The Minister of State, Department of Health (Mr. John Hutton): I am glad to correct the hon. Gentleman's wholly false assumption on that matter. Most of his remarks have been completely inaccurate and wrong. We have not ruled anything out today, and we have not ruled anything in. He is quite wrong to infer from my right hon. Friend the Secretary of State's speech that we are not giving full consideration to all the royal commission's recommendations.

Mr. Burstow: I am grateful for that non-statement--the Government are not ruling things in and they are not ruling things out--

Mr. Hutton: Will the hon. Gentleman give way?

Mr. Burstow: Perhaps the Minister would at least allow me to finish the sentence. I shall then be happy to take his intervention.
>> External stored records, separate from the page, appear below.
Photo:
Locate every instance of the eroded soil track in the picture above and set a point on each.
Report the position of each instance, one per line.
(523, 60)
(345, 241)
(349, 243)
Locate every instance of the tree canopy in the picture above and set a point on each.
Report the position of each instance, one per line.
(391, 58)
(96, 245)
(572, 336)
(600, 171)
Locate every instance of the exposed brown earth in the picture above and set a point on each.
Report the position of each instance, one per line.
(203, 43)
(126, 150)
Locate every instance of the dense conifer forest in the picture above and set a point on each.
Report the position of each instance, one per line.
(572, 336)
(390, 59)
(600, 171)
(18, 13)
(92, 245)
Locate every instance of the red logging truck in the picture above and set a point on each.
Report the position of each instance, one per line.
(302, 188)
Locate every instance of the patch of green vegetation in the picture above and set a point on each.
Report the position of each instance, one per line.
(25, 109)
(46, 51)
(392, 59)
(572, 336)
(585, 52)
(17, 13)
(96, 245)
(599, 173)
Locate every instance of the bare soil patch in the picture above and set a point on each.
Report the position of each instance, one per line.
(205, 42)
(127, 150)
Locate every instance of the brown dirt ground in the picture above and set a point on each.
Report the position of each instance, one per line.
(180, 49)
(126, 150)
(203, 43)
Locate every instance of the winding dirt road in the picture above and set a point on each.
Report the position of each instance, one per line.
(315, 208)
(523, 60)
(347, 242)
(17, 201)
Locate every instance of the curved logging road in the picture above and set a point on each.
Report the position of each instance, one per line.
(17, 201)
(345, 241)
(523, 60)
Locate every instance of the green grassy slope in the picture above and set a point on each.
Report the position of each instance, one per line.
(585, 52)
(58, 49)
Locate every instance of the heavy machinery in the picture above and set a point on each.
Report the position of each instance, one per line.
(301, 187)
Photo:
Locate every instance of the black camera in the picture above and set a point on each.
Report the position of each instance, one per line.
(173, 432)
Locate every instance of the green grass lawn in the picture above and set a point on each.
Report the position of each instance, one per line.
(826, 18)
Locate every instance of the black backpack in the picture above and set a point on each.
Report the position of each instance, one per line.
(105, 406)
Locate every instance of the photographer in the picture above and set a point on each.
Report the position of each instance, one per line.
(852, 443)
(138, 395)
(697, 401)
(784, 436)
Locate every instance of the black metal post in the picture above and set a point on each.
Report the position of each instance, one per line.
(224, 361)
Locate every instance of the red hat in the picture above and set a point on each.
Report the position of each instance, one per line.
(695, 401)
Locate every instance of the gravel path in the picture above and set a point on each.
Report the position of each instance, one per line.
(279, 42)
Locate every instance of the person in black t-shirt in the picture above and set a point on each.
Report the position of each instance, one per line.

I listened to the Secretary of State's speech. He spoke explicitly about looking at nursing care and then about definitions. Did he mean that the definition question extends to the possibility of widening the definition of nursing care to include personal care?

Mr. Hutton: The hon. Gentleman is making heavy weather of this matter.

Mr. Kirkwood: No, he is not.

Mr. Hutton: With respect to the hon. Member for Roxburgh and Berwickshire (Mr. Kirkwood), the hon. Member for Sutton and Cheam (Mr. Burstow) is making heavy weather of the matter. I tried to make it clear to him and to the House that we are considering all the royal commission's recommendations, including the one to which he refers. I cannot make it clearer than that.